I’ve finally started playing in Google Data Studio, and obviously kicking off by messing around with my Search Console data.
One of the initial things I wanted to do was categorise the landing page data into site sections, like I normally do in Google Sheets.
Thought you would need to create a reference table of all the URLs and their site sections, but then came across this post that gave some more advanced methods of categorising on the fly directly in data studio.

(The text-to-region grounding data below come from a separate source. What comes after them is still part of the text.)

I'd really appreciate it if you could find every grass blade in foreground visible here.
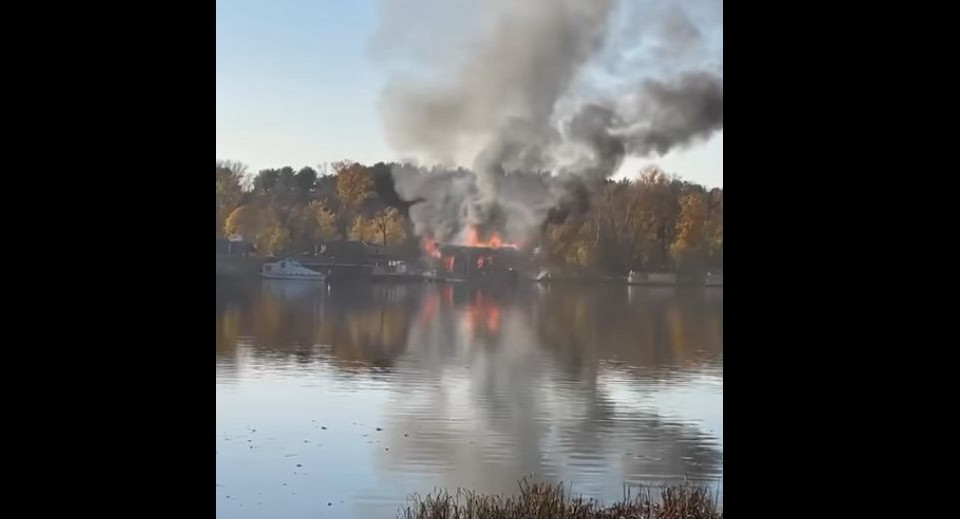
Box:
[398,479,723,519]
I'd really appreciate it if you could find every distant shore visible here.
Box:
[216,256,721,287]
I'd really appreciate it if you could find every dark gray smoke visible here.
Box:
[372,0,722,245]
[560,71,724,183]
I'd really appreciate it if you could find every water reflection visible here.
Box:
[216,281,722,518]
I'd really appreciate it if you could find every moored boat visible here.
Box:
[260,258,327,281]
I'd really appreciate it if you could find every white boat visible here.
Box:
[260,258,327,281]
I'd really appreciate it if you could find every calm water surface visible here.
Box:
[216,281,722,518]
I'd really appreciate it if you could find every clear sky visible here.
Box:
[216,0,722,188]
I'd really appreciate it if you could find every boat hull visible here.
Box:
[260,273,326,281]
[261,258,327,281]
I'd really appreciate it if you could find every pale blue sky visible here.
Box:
[216,0,722,188]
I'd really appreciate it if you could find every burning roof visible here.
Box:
[422,225,523,259]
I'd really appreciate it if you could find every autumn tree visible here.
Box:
[349,210,407,246]
[368,208,407,246]
[348,216,370,243]
[623,167,686,271]
[262,224,291,256]
[705,188,723,269]
[333,161,374,236]
[224,205,290,256]
[542,218,594,271]
[670,192,708,273]
[311,202,339,242]
[288,201,340,251]
[334,161,373,210]
[216,160,247,237]
[224,205,264,243]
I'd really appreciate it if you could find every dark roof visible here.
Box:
[438,245,523,256]
[216,238,255,254]
[320,240,379,253]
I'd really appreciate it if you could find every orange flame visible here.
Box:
[465,226,518,249]
[463,292,502,333]
[423,236,441,258]
[487,305,501,332]
[421,291,439,325]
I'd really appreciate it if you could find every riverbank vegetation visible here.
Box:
[398,479,722,519]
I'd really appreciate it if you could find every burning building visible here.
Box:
[437,245,525,283]
[423,226,528,283]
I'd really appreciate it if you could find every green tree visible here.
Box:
[295,166,318,196]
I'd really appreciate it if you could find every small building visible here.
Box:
[216,237,256,256]
[314,240,390,264]
[435,245,526,282]
[301,240,415,279]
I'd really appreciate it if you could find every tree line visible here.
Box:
[216,160,722,274]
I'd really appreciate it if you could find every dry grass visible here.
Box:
[398,479,722,519]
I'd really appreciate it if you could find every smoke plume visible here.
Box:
[372,0,722,246]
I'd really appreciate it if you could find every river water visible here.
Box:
[216,280,722,518]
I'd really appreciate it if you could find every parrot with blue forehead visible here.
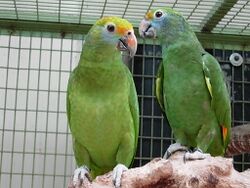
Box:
[67,17,139,187]
[139,7,231,160]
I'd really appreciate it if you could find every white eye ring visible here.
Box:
[229,53,243,66]
[154,10,164,19]
[105,23,116,33]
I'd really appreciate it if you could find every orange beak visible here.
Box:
[117,30,137,57]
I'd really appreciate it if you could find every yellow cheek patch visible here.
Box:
[145,11,153,20]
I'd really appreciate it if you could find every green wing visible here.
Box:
[125,66,139,167]
[66,71,74,130]
[202,53,231,147]
[155,61,165,112]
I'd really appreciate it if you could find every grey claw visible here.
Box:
[163,143,188,159]
[73,165,91,186]
[184,149,211,162]
[112,164,128,188]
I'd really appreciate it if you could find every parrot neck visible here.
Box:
[78,35,122,67]
[161,31,204,54]
[161,29,197,45]
[80,44,121,65]
[159,19,204,53]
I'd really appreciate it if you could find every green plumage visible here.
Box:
[67,17,139,178]
[141,8,231,156]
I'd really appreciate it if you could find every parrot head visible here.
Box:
[139,7,192,43]
[86,17,137,57]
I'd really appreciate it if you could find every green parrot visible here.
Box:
[139,7,231,159]
[67,17,139,187]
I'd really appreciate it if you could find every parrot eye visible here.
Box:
[106,24,115,33]
[155,10,164,19]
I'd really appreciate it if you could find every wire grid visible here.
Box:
[1,30,250,188]
[131,41,174,167]
[0,31,82,188]
[0,0,249,35]
[213,0,250,35]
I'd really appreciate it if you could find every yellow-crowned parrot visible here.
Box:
[67,17,139,187]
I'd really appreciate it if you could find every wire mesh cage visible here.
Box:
[0,32,81,188]
[1,0,250,188]
[1,0,250,35]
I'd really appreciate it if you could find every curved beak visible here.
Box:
[139,18,156,38]
[117,30,137,57]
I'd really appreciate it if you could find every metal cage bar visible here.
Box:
[0,0,250,35]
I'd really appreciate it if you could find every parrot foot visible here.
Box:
[184,148,211,162]
[163,143,189,159]
[112,163,128,188]
[72,165,91,186]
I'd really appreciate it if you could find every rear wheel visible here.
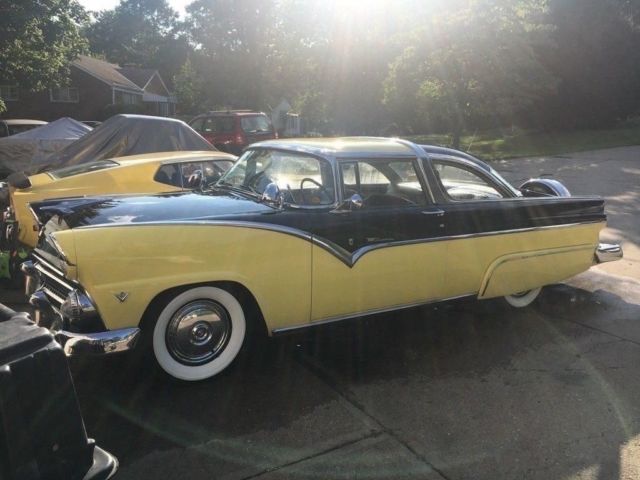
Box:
[152,286,246,381]
[504,287,542,308]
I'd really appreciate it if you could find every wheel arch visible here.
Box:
[139,280,269,337]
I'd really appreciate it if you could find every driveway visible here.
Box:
[3,146,640,480]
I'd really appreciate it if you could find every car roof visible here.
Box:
[251,137,419,159]
[1,119,48,125]
[195,111,268,118]
[109,150,236,166]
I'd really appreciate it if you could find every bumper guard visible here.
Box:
[595,243,623,263]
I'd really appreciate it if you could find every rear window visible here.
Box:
[240,115,272,133]
[196,117,235,134]
[49,160,119,179]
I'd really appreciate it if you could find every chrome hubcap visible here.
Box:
[165,300,231,365]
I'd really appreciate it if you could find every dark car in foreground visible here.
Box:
[18,138,622,381]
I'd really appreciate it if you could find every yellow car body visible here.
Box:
[21,138,622,381]
[8,151,235,247]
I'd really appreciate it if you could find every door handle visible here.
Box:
[421,209,445,217]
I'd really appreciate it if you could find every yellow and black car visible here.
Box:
[20,138,622,381]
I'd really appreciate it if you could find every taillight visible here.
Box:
[234,132,245,145]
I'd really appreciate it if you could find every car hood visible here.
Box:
[30,190,277,229]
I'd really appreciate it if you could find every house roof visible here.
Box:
[72,55,143,93]
[117,67,157,89]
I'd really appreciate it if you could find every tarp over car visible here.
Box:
[0,118,91,178]
[39,114,215,173]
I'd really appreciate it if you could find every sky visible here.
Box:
[77,0,192,17]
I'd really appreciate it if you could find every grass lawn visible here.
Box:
[404,121,640,160]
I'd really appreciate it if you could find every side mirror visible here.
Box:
[261,182,284,208]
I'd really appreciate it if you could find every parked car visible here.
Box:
[1,150,235,249]
[0,119,48,137]
[189,110,277,154]
[20,138,621,381]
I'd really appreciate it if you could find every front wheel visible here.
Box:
[504,287,542,308]
[152,286,246,381]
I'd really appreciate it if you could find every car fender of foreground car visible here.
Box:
[18,137,622,381]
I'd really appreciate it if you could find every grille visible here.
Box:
[33,254,73,309]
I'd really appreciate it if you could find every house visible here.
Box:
[0,55,176,121]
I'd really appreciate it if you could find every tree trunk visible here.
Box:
[451,126,462,150]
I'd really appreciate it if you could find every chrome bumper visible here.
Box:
[55,327,141,356]
[25,273,141,357]
[595,243,623,263]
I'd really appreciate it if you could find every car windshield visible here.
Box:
[48,160,119,179]
[217,149,335,206]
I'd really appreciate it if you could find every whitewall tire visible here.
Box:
[152,286,246,381]
[504,287,542,308]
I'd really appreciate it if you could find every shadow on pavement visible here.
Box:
[70,284,640,479]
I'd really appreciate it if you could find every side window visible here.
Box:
[340,159,427,207]
[432,162,503,201]
[154,164,182,187]
[180,162,206,188]
[202,160,233,185]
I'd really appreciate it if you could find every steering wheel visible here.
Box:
[300,178,330,204]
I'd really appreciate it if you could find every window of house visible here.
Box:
[50,87,79,103]
[0,85,19,101]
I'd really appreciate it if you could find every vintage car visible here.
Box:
[19,138,622,381]
[1,150,236,250]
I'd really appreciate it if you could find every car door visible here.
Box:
[422,156,603,299]
[309,157,448,322]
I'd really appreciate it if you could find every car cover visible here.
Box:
[39,114,215,173]
[0,118,91,178]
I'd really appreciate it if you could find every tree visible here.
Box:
[85,0,190,84]
[538,0,640,128]
[0,0,88,113]
[384,0,557,147]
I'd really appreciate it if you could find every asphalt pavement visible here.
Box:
[2,146,640,480]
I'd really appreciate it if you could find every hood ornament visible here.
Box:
[114,292,129,303]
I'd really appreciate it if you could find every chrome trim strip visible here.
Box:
[595,243,623,263]
[35,263,74,291]
[272,293,476,335]
[42,287,66,305]
[74,219,604,268]
[32,252,67,278]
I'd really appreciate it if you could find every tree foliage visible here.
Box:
[85,0,190,84]
[0,0,88,112]
[384,0,556,145]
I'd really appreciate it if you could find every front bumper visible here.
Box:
[23,261,141,357]
[595,243,623,263]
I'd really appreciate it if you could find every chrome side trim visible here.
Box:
[272,293,476,335]
[56,327,141,356]
[74,219,604,268]
[595,243,623,263]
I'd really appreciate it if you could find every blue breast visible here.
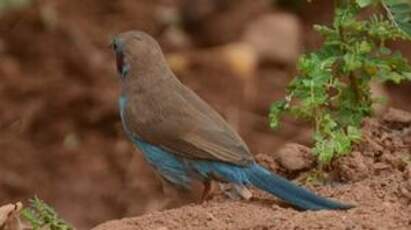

Creating a custom dimension in Google Data Studio
The first thing you need to do is create a custom dimension in Google data studio.
Click the “add a field” button in the bottom right of the data editing sidebar.
You’ll be presented with a popup which is where you can paste your site section formula.
Site Section categorisation formula
The site section formula you want to use, will be a modified version of the below formula.
case
when regexp_contains(Landing Page, “/laptops/|/other-folder-as-example/”) then “Category 1”
when regexp_contains(Landing Page, “/second-category/”) then “Category 2”
when regexp_contains(Landing Page, “/third/”) then “Category 3”
when regexp_contains(Landing Page, “/another/|/also-this/”) then “Category 4”
else “Unclassified”
end
This formula will categorise the site sections based on the text you have that is in the quotes, next to ‘Landing Page’.
You can add multiple texts for each site section by using a pipe | and that will act as an OR. So /folder-1/ OR /folder-2/ basically.
Then just change the category names to your site sections.
Extend or shorted by just adding new lines in between the ‘case’ and the ‘else’.
You will need to keep unclassified at the end, or rename it to something else, to ensure there is a fallback.
When the URL includes this and this (so includes multiple elements)
If you’d like to categorise into site sections based on requiring 2 elements, ie maybe a subdomain and a specific subfolder, then you will need the following formula instead.
case
when regexp_contains(Landing Page, “/laptops/|/other-folder-as-example/”) then “Category 1”
when regexp_contains(Landing Page, “/second-category/”) then “Category 2”
when regexp_contains(Landing Page, “/third/”) then “Category 3”
when regexp_contains(Landing Page, “/another/|/also-this/”) AND regexp_contains(Landing Page, “/this-folder/”) then “Category 4”
else “Unclassified”
end
That formula, for the last folder anyway, will ensure that either of the first 2 exist, along with ensuring that the second part also exists.
When URL includes something, but not something also
If you’d like to include specific folders, but ensure that a different folder didn’t also exist, then this is the formula you need.
case
when regexp_contains(Landing Page, “/laptops/|/other-folder-as-example/”) then “Category 1”
when regexp_contains(Landing Page, “/second-category/”) then “Category 2”
when regexp_contains(Landing Page, “/third/”) then “Category 3”
when regexp_contains(Landing Page, “/another/|/also-this/”) AND NOT regexp_contains(Landing Page, “/but-not-this-folder/”) then “Category 4”
else “Unclassified”
end
For the last site section, that will ensure one of the first two pieces exist, and that the last piece does not exist, to assign it to that associated site section.
The outcome
When you’re done, just pull the dimension in like you would normally use ‘landing page’ and it will aggregate all your data into the associated site sections.
Pretty easy was to see aggregated data, rather than just landing page level!
* Due to WordPress being WordPress, some of the formulas may not copy paste. You may have to replace the quotations, with new ones, as the styling may be affected.